There are 200 videos, each between 5-10 minutes in length. There are a wide array of topics that these videos cover: Installation, JSON parsing, working with XML, Widgets, OpenGL, Text to Speech, and putting the app on the Google Play store. Since it’s divided up into short videos with good descriptions of what each is, it’s useful when you are searching for a specific feature you need help with.
The videos are very practical, as most of the videos jump straight into coding in the Eclipse IDE. It’ll be good to have prior programming experience because the tutorials here don’t spend too much time on the programming concepts, and are more feature focused.
We’ve seen some mixed reviews on the short, fragmented videos, since it makes it a bit hard to watch straight through without going through a bunch of ads. However, we still found these tutorials to be useful when we jump around to the topics we were interested in.
This Android Development tutorial for beginners focuses on creating apps using MIT’s App Inventor. Even if you are not a beginner, if you haven’t worked with App Inventor before, this video tutorial series is great for learning it. App Inventor for Android is an open-source web application provided by Google and maintained by MIT. App Inventor allows beginners to create professional looking Android apps very easily.

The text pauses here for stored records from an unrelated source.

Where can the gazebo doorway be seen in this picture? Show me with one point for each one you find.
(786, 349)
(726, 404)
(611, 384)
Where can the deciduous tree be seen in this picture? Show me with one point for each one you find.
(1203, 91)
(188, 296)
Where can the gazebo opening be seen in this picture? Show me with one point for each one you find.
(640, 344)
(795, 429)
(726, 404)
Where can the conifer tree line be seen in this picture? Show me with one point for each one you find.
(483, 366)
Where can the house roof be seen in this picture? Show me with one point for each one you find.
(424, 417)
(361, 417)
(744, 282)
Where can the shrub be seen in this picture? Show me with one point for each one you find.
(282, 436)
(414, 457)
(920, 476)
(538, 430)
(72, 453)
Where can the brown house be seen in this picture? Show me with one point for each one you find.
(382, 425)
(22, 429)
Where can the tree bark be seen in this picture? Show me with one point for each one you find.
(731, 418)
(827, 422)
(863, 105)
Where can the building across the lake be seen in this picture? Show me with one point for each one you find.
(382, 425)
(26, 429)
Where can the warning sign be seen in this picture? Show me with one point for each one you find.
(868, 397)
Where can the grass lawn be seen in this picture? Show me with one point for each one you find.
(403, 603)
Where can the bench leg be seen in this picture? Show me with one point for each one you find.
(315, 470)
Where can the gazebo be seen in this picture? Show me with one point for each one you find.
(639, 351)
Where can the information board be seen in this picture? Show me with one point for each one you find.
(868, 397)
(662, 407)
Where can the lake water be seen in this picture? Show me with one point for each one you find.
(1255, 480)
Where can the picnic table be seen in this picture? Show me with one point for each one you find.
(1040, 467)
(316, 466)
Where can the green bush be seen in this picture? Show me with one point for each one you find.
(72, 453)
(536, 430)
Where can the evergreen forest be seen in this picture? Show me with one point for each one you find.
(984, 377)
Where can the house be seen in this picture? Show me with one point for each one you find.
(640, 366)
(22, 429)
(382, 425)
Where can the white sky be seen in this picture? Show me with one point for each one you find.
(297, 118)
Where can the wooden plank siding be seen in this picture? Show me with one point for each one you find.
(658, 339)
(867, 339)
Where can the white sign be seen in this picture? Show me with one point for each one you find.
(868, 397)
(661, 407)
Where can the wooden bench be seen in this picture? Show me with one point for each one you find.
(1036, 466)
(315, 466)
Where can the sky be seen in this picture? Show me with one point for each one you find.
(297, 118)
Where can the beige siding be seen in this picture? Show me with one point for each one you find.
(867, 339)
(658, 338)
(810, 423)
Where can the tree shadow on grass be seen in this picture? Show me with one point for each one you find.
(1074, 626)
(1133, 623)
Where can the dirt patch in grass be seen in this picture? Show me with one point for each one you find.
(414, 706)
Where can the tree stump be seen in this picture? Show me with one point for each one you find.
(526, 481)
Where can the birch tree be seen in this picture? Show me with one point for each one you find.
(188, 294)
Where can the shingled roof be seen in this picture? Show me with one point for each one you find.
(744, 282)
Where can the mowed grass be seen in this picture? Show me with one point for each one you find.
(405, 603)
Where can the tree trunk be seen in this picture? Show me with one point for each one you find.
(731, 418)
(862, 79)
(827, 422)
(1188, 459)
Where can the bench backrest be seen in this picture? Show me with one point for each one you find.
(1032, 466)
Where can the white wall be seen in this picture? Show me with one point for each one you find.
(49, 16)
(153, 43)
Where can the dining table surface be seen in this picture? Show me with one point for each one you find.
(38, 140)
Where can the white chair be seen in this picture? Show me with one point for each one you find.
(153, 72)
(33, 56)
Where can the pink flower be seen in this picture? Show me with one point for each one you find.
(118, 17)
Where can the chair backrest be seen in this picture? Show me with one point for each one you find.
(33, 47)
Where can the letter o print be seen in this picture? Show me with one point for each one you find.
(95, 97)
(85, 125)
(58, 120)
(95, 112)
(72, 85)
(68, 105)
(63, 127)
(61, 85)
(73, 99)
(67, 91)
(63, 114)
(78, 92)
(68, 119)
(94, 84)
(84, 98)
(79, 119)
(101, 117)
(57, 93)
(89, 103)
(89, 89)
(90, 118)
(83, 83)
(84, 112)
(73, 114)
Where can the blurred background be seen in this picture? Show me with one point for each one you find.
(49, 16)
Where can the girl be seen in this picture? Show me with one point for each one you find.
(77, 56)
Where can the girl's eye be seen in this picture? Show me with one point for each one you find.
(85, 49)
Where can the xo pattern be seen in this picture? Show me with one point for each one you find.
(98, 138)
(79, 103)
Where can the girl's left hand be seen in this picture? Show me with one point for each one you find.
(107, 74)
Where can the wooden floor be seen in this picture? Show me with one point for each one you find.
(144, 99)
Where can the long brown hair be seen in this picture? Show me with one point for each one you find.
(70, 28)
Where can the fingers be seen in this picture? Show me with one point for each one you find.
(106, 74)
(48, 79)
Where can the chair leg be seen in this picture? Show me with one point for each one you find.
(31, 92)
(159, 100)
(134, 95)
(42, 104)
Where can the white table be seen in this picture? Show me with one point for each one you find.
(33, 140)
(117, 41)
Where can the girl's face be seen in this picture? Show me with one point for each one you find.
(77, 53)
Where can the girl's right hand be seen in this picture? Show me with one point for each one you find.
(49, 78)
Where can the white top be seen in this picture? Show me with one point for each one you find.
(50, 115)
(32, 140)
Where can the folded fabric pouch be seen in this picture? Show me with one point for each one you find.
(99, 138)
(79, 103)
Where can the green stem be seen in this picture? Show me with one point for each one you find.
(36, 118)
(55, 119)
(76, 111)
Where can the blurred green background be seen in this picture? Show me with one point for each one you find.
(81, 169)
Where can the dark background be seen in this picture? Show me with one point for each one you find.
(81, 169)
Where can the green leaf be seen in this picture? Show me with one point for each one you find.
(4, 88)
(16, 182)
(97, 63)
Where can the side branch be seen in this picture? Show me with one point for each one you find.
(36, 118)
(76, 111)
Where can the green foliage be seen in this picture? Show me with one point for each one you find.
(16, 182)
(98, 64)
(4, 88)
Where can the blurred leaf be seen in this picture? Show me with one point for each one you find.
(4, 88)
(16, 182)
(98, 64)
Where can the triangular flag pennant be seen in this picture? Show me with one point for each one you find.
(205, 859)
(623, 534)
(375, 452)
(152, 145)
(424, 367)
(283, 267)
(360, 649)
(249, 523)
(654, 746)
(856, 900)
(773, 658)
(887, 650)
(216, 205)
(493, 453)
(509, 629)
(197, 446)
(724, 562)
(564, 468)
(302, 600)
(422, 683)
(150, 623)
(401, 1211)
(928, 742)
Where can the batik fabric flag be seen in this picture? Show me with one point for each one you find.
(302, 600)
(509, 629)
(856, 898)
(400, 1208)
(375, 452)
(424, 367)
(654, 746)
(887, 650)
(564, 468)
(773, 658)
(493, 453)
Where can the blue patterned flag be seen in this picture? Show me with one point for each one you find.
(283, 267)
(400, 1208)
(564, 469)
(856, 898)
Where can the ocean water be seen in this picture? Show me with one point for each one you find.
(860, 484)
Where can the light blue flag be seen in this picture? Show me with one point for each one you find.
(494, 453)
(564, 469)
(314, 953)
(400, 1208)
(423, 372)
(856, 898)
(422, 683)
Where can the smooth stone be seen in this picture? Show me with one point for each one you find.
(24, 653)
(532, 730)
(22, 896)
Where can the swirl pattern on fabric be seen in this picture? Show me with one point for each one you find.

This series has 20 video tutorials and you learn by building a Zombie GPS app, weather app, a contact app, a texting app, a secret chat app, and more, using App Inventor. Derek Banas mentions that almost 80% of the questions he gets on how to code something in Android can be easily done in App Inventor. It’s definitely worth checking out this tutorial if you want a taste of what App Inventor can do for you.
Derek Banas also has a more traditional Android Development Video Tutorial, if you are not interested in learning App Inventor. Similar to the App Inventor tutorials, the 26 video tutorials here cover the basics by building sample applications.